Multi-label learning with contrastive cluster self-supervision for 3D hierarchical semantic segmentation
Abstract
3D hierarchical semantic segmentation (3DHS) is crucial for embodied intelligence that demands the coarse-to-fine grained and multi-hierarchy understanding of 3D scenes. 3DHS tasks can be addressed by multi-label learning, but facing two issues: I) learning multiple labels for each point with a shared model can lead to multi-hierarchy conflicts in cross-hierarchy optimization, and II) the class imbalance issue is inevitable across multiple hierarchies of 3D scenes, making the model easily be dominated by major classes.

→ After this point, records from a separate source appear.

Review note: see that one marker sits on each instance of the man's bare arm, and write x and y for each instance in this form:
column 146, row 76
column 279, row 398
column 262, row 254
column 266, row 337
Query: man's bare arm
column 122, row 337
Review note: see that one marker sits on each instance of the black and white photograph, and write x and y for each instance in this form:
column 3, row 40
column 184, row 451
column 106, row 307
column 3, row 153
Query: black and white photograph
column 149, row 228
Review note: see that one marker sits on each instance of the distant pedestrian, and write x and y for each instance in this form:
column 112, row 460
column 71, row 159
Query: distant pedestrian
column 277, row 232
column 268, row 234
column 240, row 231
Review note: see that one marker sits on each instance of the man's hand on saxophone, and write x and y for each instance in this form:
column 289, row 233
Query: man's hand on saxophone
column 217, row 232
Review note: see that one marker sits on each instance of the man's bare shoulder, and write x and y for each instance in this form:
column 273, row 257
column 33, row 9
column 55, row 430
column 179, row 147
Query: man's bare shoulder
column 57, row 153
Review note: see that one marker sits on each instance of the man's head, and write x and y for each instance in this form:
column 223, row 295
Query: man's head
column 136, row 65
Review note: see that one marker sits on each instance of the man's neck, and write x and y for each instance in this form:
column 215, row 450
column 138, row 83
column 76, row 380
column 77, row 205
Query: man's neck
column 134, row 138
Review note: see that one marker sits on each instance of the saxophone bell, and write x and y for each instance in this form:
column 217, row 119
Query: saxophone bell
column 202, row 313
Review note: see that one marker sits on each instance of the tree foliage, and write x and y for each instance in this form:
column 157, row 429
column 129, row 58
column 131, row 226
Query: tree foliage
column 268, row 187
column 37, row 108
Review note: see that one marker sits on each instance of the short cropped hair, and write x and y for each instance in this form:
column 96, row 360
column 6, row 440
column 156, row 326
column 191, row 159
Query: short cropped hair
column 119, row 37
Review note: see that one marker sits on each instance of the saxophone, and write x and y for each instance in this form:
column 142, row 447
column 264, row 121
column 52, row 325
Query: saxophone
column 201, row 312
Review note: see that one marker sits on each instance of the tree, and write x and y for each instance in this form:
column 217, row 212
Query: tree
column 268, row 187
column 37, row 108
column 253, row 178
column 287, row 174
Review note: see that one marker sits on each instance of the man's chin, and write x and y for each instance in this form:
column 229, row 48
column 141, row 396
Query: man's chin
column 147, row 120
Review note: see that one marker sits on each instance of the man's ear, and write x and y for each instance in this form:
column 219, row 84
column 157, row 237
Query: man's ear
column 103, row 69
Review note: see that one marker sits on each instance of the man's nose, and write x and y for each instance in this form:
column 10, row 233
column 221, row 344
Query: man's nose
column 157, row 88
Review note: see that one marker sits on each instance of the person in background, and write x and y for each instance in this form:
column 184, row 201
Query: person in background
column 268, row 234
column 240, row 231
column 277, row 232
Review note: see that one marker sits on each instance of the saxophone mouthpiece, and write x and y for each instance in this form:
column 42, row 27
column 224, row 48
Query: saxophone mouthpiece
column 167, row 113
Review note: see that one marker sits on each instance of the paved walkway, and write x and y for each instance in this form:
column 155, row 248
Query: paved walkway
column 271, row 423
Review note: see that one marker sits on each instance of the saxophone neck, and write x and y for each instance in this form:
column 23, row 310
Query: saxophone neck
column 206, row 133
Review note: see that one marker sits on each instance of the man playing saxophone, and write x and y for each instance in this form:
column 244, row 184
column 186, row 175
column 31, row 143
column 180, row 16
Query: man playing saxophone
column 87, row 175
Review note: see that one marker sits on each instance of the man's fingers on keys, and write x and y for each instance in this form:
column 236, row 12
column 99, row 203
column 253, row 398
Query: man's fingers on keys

To address these issues, we propose a novel multi-label learning with contrastive cluster self-supervision framework for 3DHS. Specifically, we propose a late-decoupled multi-label learning 3DHS network which employs decoupled decoders with the coarse-to-fine hierarchical consistency guidance. This late-decoupled model architecture can mitigate the underfitting and overfitting conflicts among multiple hierarchies and also constrain the class imbalance problem within each individual hierarchy. Moreover, we introduce a 3DHS-oriented contrastive cluster self-supervision learning method, which learns cluster-wise point cloud features with contrastive loss and produces self-supervised information to enhance the class-imbalance segmentation. Extensive experiments on multiple datasets and backbones demonstrate that our approach promotes the multi-hierarchy balance and mitigates the class imbalance issue in 3DHS tasks.